What problems can an osteochondroma cause apart from bone pain?

It can cause pressure on surrounding muscles, nerves, or blood vessels. This may lead to numbness, restricted movement, circulatory impairment, or cosmetic problems.

Can osteochondroma be hereditary?

Yes, in a hereditary condition called multiple hereditary exostoses, numerous osteochondromas form throughout the body. These patients have a higher risk of deformity and malignant transformation.

How is osteochondroma distinguished on X-ray?

On X-ray, a stalked or broad-based bony protrusion covered with cartilage extending outward from the bone is seen. CT and MRI allow a more detailed evaluation of the thickness of the cartilage cap and its relationship with surrounding tissues.

In which osteochondroma cases is surgery mandatory?

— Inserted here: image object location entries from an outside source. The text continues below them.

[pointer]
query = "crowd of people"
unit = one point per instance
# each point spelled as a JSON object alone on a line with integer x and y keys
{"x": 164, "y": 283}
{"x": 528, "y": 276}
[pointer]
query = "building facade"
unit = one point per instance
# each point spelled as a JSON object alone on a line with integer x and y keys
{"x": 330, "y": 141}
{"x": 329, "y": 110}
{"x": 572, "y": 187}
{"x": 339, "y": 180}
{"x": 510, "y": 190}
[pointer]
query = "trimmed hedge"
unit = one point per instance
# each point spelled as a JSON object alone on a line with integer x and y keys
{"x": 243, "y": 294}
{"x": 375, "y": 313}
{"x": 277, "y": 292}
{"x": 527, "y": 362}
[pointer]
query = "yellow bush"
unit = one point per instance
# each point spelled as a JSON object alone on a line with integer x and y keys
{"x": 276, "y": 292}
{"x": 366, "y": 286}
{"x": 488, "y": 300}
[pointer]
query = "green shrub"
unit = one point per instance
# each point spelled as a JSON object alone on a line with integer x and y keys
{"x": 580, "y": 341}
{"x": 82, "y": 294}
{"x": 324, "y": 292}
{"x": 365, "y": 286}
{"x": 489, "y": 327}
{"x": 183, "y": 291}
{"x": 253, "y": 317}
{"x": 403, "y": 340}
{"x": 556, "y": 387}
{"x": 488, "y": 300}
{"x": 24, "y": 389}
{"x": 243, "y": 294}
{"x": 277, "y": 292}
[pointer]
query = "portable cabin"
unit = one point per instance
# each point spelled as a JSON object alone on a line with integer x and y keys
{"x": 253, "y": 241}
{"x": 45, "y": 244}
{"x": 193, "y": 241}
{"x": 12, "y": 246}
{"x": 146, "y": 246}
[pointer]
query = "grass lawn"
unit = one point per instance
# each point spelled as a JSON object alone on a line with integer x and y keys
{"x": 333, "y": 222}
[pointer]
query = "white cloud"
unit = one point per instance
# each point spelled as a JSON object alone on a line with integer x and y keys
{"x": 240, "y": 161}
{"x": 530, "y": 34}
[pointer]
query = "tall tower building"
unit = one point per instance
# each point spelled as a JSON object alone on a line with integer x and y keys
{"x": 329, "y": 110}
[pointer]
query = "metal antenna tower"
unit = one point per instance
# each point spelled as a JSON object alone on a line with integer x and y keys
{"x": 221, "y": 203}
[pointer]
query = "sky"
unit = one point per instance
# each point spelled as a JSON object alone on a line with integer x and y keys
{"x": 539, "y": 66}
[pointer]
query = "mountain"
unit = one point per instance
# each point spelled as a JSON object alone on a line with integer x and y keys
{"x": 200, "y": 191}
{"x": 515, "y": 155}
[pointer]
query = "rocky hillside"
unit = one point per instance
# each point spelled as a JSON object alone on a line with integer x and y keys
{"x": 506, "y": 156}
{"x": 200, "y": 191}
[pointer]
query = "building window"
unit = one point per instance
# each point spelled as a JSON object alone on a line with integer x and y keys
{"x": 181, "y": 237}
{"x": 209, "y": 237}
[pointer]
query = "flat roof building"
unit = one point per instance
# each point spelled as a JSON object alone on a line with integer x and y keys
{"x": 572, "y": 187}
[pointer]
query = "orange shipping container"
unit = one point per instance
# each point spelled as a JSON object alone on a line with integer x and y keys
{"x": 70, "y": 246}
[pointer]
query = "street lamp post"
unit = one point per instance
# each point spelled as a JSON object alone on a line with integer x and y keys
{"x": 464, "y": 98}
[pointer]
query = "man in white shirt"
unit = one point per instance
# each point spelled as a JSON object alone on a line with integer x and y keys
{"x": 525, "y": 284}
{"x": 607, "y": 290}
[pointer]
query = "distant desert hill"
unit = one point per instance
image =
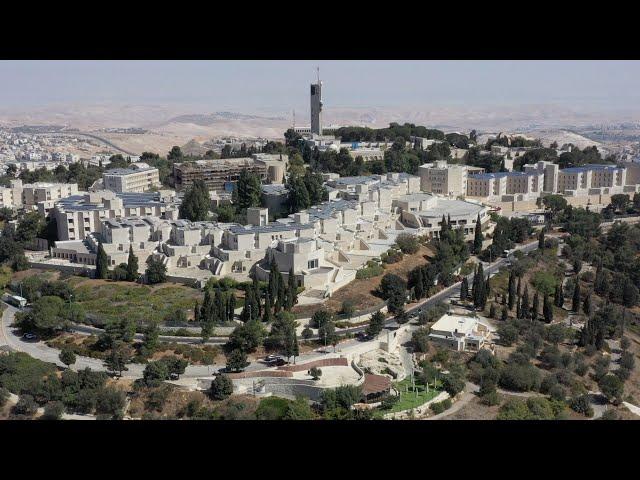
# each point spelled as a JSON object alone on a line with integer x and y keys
{"x": 169, "y": 125}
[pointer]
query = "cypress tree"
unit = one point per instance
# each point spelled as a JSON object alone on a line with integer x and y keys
{"x": 418, "y": 281}
{"x": 102, "y": 266}
{"x": 132, "y": 265}
{"x": 250, "y": 310}
{"x": 524, "y": 308}
{"x": 600, "y": 283}
{"x": 477, "y": 239}
{"x": 257, "y": 292}
{"x": 535, "y": 307}
{"x": 586, "y": 306}
{"x": 575, "y": 306}
{"x": 221, "y": 307}
{"x": 267, "y": 317}
{"x": 274, "y": 276}
{"x": 292, "y": 291}
{"x": 281, "y": 297}
{"x": 464, "y": 289}
{"x": 547, "y": 310}
{"x": 487, "y": 289}
{"x": 231, "y": 306}
{"x": 206, "y": 312}
{"x": 559, "y": 295}
{"x": 196, "y": 312}
{"x": 512, "y": 290}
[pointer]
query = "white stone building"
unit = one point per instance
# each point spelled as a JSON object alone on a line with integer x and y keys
{"x": 131, "y": 180}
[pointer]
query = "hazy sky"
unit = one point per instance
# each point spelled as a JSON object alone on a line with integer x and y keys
{"x": 283, "y": 85}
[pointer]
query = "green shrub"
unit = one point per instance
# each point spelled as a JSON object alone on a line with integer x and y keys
{"x": 372, "y": 269}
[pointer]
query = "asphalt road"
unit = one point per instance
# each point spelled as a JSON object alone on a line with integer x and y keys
{"x": 10, "y": 338}
{"x": 453, "y": 290}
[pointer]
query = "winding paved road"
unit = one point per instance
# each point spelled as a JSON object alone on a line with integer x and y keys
{"x": 41, "y": 351}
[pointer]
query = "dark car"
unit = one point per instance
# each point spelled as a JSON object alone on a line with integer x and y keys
{"x": 362, "y": 336}
{"x": 274, "y": 360}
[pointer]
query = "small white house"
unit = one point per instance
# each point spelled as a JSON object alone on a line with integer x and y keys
{"x": 459, "y": 332}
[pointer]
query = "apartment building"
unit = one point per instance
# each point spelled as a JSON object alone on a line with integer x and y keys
{"x": 443, "y": 179}
{"x": 496, "y": 186}
{"x": 549, "y": 170}
{"x": 29, "y": 195}
{"x": 131, "y": 180}
{"x": 592, "y": 179}
{"x": 217, "y": 174}
{"x": 425, "y": 211}
{"x": 78, "y": 216}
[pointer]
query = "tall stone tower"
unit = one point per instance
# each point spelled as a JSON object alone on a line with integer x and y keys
{"x": 316, "y": 106}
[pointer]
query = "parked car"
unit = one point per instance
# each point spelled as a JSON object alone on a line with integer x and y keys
{"x": 276, "y": 360}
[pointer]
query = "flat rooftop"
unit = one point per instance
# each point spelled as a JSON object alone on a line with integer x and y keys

Osteochondromas that cause pain, restriction of movement, vascular or nerve compression, cosmetic deformity, or raise suspicion of malignancy must be surgically removed.

How is osteochondroma surgery performed and how long does it take?

Surgery is performed by completely removing the tumor together with its bone and cartilage components. In small and superficial lesions, the procedure is short and hospital stay is usually brief.

Is there a risk of recurrence after osteochondroma surgery?

Osteochondromas that are completely removed rarely recur. However, in incompletely excised lesions or hereditary cases, the risk of new formation is higher.

What complications may develop if osteochondroma is not treated?

Over time, it may grow and lead to nerve and vessel compression, bone deformities, or rarely malignant transformation. Therefore, regular follow-up is important.

What is the recovery process like after osteochondroma treatment?

After surgery for small and superficial osteochondromas, patients can return to daily activities within a few days. In deeper or larger lesions, the healing and rehabilitation process may take several weeks.